More than 150 years ago, a great injustice against Chinese-born residents of Los Angeles made headlines, in part because of the sheer brutality it demonstrated. But today, many Angelenos are unaware it even happened.

“I didn’t know, to be honest,” said Dr. Gay Yuen of the Chinese American Museum in downtown LA. Growing up in LA’s current Chinatown neighborhood, she said doesn’t recall learning about the “Chinatown Massacre of 1871” at all in school.

It happened on the evening of Oct. 24 of that year and, when the smoke cleared and the ropes were cut down, 18 men and boys had either been hanged or shot to death – most or all completely innocent of wrongdoing.

Some historians call it one of the worst mass lynchings in US history.

“Los Angeles at the time had the reputation of the ‘wildest of the wild west,’” Yuen said. Of the growing city’s population of 6,000, only about 200 Chinese-born people lived in a neighborhood not far from modern-day Plaza de Los Angeles.

Populated by brothels, saloons and gaming parlors, the area housed immigrants who were looked down upon and villainized by newspapers as “inferior” or “immoral,” she said, “and these were the ones escaping the law from San Francisco.”

Still, most of them were minding their own business that afternoon when a fight broke out between two Chinese men on the street. During the scuffle, a white ranch hand who had tried to intervene was shot to death and a former Latino policeman lay wounded.

But then, the story spread like wildfire.

“What went out was ‘The Chinese are shooting white men,’” said Yuen.

By the time people were settling in to eat dinner, a mob of about 500 angry men had descended on the area, hungry for vengeance. No one with a Chinese face or name was safe.

“Lynching, shooting, stabbing. Children, women.” Yuen describes the violence as vicious and uncalled for, because so many of the people who were hurt or killed had nothing to do with the fight that started it all or the injuries sustained by the two non-Chinese gunshot victims.

Later, out of an estimated 500 primarily white or Latino rioters, a grand jury returned only 25 indictments. Then, only 10 men actually stood trial.

“Even though there were witnesses (to the lynchings) at the time, none of the white people were willing to be witnesses against their own people,” Yuen said.

Then, to make matters worse for the victims’ families, “There was a law saying that those of color – not just Chinese but those of color – cannot testify against a white person.”
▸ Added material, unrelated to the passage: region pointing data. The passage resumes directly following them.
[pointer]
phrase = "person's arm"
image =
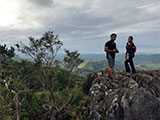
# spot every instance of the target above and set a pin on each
(106, 49)
(116, 50)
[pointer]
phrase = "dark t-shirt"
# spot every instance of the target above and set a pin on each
(111, 45)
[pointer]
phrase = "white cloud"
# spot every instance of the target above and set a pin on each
(81, 20)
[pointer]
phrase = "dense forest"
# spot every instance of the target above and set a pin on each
(40, 88)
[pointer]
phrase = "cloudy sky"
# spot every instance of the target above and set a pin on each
(83, 25)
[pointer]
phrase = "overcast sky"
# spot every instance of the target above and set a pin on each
(83, 25)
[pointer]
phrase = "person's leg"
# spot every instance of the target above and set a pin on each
(132, 65)
(110, 68)
(127, 66)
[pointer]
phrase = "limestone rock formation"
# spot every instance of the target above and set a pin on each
(126, 97)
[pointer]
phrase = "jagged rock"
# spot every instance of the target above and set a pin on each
(94, 115)
(126, 97)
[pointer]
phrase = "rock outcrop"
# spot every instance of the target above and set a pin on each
(126, 97)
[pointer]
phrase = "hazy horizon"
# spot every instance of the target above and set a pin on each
(83, 25)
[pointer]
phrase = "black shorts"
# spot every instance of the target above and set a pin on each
(111, 62)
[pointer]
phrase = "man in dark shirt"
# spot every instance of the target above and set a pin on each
(110, 49)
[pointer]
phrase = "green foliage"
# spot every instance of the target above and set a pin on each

“No one was convicted,” said Yuen.

Yuen and others in LA’s Chinese American community say this story should be told and re-told, especially in today’s political climate where anti-Asian hate incidents continue to happen around the country and politicians villainize China specifically for its trade policies and immigrants generally for just being here.

“It’s a matter of: When something triggers the violence, and then how that violence is dealt with,” she said. “Of course it could happen again.”